IRON ore prices will extend declines as growth in low-cost supply from the world’s largest producers outstrips demand, according to JPMorgan Chase, which have cut forecasts through 2017.

News of this report knocked mining companies on the JSE with interests in iron ore mining.

BHP Billiton, one of the world’s largest iron miners, saw its shares fall R6.51 to R253.58, Anglo American, which has iron ore mines in South Africa and Brazil, dropped R4.81 to R219 and Kumba Resources, which has iron mines in South Africa, declined R7.79 to R242.74.

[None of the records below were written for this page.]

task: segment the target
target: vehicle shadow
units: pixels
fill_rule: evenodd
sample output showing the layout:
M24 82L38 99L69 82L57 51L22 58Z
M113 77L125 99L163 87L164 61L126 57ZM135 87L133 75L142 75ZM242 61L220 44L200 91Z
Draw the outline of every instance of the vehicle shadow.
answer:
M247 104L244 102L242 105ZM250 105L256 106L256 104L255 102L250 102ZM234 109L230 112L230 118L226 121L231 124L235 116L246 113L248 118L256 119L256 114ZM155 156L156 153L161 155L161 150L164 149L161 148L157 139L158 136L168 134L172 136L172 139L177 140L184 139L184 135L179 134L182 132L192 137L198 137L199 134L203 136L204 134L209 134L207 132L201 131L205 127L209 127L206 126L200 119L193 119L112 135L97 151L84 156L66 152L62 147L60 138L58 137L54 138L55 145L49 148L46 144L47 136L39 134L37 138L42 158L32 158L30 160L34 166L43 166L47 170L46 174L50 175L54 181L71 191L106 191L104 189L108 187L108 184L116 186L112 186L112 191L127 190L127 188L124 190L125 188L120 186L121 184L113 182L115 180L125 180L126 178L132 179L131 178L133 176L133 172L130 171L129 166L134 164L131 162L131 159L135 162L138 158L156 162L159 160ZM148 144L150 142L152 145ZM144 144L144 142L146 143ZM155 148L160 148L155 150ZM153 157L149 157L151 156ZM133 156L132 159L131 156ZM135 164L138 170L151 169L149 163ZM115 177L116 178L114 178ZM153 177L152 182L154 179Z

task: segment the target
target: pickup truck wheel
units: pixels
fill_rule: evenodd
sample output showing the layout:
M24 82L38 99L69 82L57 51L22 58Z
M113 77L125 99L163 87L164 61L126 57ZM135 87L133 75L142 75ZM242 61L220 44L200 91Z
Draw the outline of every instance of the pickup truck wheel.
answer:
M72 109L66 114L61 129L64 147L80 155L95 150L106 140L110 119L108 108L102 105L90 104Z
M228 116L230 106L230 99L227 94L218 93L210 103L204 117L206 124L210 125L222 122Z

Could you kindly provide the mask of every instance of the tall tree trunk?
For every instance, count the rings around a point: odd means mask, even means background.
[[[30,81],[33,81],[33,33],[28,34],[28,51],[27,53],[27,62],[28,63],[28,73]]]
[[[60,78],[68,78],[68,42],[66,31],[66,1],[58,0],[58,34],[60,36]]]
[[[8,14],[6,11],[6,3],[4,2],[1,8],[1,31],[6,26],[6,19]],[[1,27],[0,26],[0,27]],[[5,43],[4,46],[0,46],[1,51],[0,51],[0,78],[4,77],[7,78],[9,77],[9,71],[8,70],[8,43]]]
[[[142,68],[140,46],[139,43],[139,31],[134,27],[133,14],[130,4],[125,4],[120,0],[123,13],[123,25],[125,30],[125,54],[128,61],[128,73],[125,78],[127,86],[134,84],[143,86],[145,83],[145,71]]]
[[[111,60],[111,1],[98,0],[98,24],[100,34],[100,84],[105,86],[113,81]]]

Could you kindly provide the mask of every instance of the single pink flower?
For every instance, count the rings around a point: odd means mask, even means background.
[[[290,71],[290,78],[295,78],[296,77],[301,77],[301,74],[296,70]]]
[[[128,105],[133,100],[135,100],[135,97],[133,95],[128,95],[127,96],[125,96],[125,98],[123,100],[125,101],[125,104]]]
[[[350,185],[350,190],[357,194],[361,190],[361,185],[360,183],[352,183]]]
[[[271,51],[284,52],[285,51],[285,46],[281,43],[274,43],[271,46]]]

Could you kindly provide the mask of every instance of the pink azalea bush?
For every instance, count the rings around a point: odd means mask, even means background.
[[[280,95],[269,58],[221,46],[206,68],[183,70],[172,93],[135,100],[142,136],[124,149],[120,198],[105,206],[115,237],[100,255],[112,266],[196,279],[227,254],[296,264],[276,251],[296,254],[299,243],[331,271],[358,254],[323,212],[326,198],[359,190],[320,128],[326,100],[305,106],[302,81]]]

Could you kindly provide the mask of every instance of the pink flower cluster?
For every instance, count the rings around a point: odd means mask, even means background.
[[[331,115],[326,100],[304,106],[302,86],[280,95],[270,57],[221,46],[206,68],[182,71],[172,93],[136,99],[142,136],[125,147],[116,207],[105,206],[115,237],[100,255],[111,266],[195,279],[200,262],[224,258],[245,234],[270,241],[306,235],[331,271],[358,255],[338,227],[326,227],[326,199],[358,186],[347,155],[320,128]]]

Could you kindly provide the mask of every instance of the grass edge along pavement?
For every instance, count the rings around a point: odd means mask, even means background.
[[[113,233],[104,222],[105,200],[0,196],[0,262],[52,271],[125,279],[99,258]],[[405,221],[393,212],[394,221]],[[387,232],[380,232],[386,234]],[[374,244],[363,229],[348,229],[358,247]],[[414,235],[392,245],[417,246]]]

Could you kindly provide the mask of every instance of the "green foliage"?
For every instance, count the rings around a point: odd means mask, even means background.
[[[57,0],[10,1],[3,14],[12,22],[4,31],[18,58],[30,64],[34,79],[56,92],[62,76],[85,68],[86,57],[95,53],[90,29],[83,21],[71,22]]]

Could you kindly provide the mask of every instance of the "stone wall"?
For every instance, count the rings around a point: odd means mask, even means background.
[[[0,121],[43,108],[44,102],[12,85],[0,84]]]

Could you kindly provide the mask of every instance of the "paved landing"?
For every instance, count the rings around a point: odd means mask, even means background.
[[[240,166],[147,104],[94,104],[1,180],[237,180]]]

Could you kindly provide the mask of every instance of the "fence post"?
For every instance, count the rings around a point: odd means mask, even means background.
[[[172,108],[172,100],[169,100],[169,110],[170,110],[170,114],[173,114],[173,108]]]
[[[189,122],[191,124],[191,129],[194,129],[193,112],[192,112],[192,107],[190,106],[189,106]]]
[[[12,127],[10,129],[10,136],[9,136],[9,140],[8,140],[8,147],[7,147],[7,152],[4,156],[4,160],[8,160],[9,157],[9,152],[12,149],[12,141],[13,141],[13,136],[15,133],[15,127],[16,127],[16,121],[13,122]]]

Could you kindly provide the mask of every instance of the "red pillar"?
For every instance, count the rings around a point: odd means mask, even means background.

Assore and African Rainbow Minerals (ARM) both have local iron ore mines. Assore lost R5.86 to R149.61 and ARM fell R2.30 to R116.50.

JPMorgan Chase forecast that the steel-making raw material would average $67 a ton next year, 24 percent less than previously forecast, and $65 in 2016, down 23 percent.

So far this year, it’s averaged $98.95 a ton, according to data from Metal Bulletin. In 2017, prices would average $69 a ton, 16 percent less, the bank said.

Iron ore is heading for the biggest annual loss in at least five years as Rio Tinto Group, BHP Billiton and Vale SA expanded output, spurring a glut just as growth slowed in China.

The larger miners are choosing to overproduce, driving prices lower and forcing the closure of higher-cost suppliers, according to Bank of America Merrill Lynch.

The raw material may drop to less than $60 next year, Citigroup estimates.

“The only way the oversupply can be averted is if the low- cost producers cut back on their growth targets,” JPMorgan said in the report, dated December 7.

“This is unlikely: feedback from recent site visits to the Pilbara suggests there is currently no consideration for slowing capacity growth from either Rio Tinto or BHP Billiton.”

Ore with 62 percent content delivered to Qingdao, China, lost 2.7 percent to $69.80 a dry ton yesterday, the biggest drop in about three weeks, according to data from Metal Bulletin.

Prices slumped to $68.49 on November 26, the lowest level in more than five years, and lost 48 percent this year.

In London, BHP lost as much as 3.3 percent to 1 390p, the lowest level in London since July 2009, and closed 1.6 percent lower at 1 413.5p.

The world’s biggest mining company, which also produces oil, is 25 percent lower this year as iron ore and crude fell.

Rio stock retreated as much as 3.2 percent in London, dropping for a fourth straight day.

Global seaborne output will exceed demand by 100 million tons this year from 16 million tons in 2013, according to HSBC Holdings.

The price will average $99 this year and $85 in 2015, the bank predicts.

“The majors have embarked on a ‘shakeout’ in the iron ore market with a view to regaining market share,” Bank of America Merrill Lynch said in a report on December 3.

The price will average $70 next year and $65 in 2016, it said, cutting forecasts.

No slowdown

BHP signalled that there would not be a slowdown in the drive by global producers to boost output. If the higher “volume doesn’t come from our business, it’s going to come from other businesses,” Jimmy Wilson, BHP’s president of iron ore, said in an interview broadcast by Australia’s Nine Network on November 30.

Prices will return to an average $85 to $90 next year as high-cost mines shut and Asian demand rises, Vale chief executive Murilo Ferreira said last month.

Australia’s Roy Hill Holdings, developing a mine in the Pilbara, aims to be “one of the last people standing” as higher-cost suppliers close, chief executive Barry Fitzgerald said on November 20.